Aurora AI is the reimagined community platform – built on the premise that every customer interaction is a data point worth keeping. Questions answered by peers become searchable assets. Patterns across millions of conversations surface as intelligence. Moderation, gamification, and lifecycle management run autonomously, at scale, without the human burnout that typically comes with it.
The promise for CX teams is AI-native self-service that deflects tickets before they’re raised, without sacrificing the human connection that makes communities worth building in the first place.
Iris AI is the social media management engine – the direct descendant of that ten-day build. Publishing, moderation, engagement routing, and analytics in one platform, with social listening across billions of sources in 187 languages. Not a scheduling tool with a chatbot stapled to it. An intelligence layer that reads what’s happening at global scale and advises on response in real time.
Chris Tranquill, former CEO of Khoros, confirmed:
“Our customers have built valuable communities and brand care programs now challenged by AI answer engines… By joining the IgniteTech family, they’ll gain critical competitive advantages as slower-adoptive competitors see their digital investments lose relevance and value in the AI-first world.”
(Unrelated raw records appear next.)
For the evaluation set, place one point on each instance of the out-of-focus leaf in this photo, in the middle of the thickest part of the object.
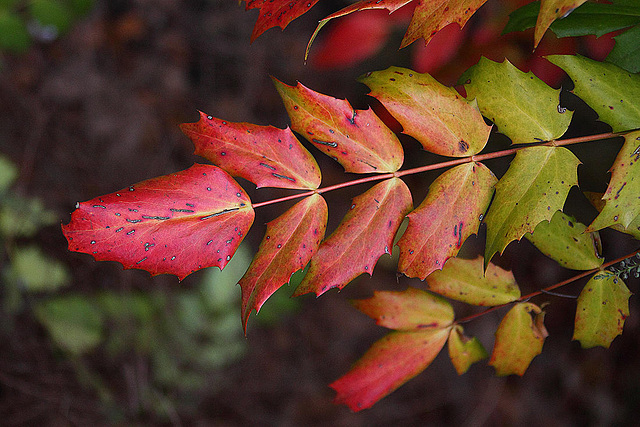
(518, 339)
(465, 280)
(288, 245)
(622, 198)
(464, 351)
(436, 115)
(534, 187)
(357, 139)
(522, 106)
(174, 224)
(564, 240)
(364, 234)
(451, 212)
(408, 310)
(389, 363)
(603, 306)
(611, 91)
(264, 155)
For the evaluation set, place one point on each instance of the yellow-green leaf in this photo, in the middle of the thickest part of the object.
(522, 106)
(603, 306)
(564, 240)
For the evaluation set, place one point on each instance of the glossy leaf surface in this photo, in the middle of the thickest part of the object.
(288, 245)
(465, 280)
(518, 339)
(534, 187)
(357, 139)
(436, 115)
(364, 234)
(505, 95)
(264, 155)
(174, 224)
(451, 212)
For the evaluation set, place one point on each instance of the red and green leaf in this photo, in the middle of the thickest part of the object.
(451, 212)
(357, 139)
(364, 234)
(436, 115)
(264, 155)
(174, 224)
(288, 245)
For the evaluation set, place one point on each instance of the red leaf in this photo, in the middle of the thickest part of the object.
(389, 363)
(277, 13)
(264, 155)
(365, 233)
(451, 212)
(290, 241)
(174, 224)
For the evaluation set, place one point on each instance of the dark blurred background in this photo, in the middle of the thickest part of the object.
(91, 96)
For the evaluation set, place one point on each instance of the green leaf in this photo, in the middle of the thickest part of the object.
(518, 339)
(611, 91)
(603, 306)
(564, 240)
(436, 115)
(522, 106)
(451, 212)
(465, 280)
(534, 187)
(464, 351)
(408, 310)
(622, 198)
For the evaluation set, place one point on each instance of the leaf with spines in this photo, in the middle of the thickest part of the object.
(465, 280)
(174, 224)
(534, 187)
(611, 91)
(564, 240)
(364, 234)
(622, 198)
(522, 106)
(288, 245)
(436, 115)
(518, 339)
(264, 155)
(451, 212)
(603, 306)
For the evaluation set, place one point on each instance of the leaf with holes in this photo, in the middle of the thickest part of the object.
(174, 224)
(408, 310)
(277, 13)
(357, 139)
(518, 339)
(622, 198)
(264, 155)
(505, 95)
(288, 245)
(436, 115)
(389, 363)
(534, 187)
(451, 212)
(465, 280)
(364, 234)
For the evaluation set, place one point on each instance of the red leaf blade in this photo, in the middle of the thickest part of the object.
(174, 224)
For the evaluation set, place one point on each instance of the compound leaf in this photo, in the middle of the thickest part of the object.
(436, 115)
(534, 187)
(522, 106)
(603, 306)
(264, 155)
(288, 245)
(364, 234)
(518, 339)
(174, 224)
(408, 310)
(451, 212)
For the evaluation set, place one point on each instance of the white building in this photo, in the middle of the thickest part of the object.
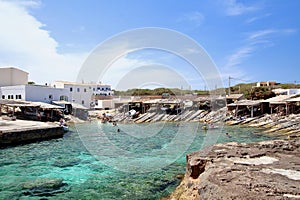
(34, 93)
(292, 91)
(85, 94)
(12, 76)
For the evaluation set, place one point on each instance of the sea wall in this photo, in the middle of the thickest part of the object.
(264, 170)
(14, 137)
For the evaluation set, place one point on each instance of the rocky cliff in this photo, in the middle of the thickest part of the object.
(264, 170)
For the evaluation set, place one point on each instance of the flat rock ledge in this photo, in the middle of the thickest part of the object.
(263, 170)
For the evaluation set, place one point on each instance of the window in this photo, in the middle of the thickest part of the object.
(63, 98)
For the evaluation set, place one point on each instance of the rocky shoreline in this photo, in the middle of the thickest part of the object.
(263, 170)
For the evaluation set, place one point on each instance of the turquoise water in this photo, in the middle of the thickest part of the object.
(139, 162)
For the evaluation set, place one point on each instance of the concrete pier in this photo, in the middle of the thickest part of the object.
(23, 131)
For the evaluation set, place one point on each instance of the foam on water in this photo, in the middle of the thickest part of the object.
(90, 178)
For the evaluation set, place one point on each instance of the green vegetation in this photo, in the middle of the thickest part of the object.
(248, 89)
(158, 91)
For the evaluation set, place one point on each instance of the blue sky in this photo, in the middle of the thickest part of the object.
(247, 40)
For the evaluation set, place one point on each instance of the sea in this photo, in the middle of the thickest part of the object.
(106, 161)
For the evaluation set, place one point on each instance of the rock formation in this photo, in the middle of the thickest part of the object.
(264, 170)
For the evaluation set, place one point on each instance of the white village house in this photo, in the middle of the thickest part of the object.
(86, 94)
(14, 86)
(10, 76)
(37, 93)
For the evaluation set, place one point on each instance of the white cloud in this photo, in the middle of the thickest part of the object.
(253, 19)
(195, 18)
(26, 44)
(255, 40)
(234, 8)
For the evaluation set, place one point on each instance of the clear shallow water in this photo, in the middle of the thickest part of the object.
(85, 177)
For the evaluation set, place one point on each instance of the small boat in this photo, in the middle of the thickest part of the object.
(66, 128)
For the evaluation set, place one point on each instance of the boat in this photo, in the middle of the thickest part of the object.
(66, 128)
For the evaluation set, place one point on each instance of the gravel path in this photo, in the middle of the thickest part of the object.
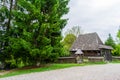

What This Means for CX Leaders
The Sprinklrs and Sprout Socials of the world have been layering AI onto existing architecture. What IgniteTech is attempting is structurally different – community and social, rebuilt together, with AI as the foundation rather than the finish coat.
For enterprise CX teams managing customer journeys that span owned communities, social channels, and support touchpoints before 9am, that unified intelligence layer is the difference between reacting and actually knowing.
What IgniteTech is betting on is clear: community and social are no longer channels – they are intelligence layers.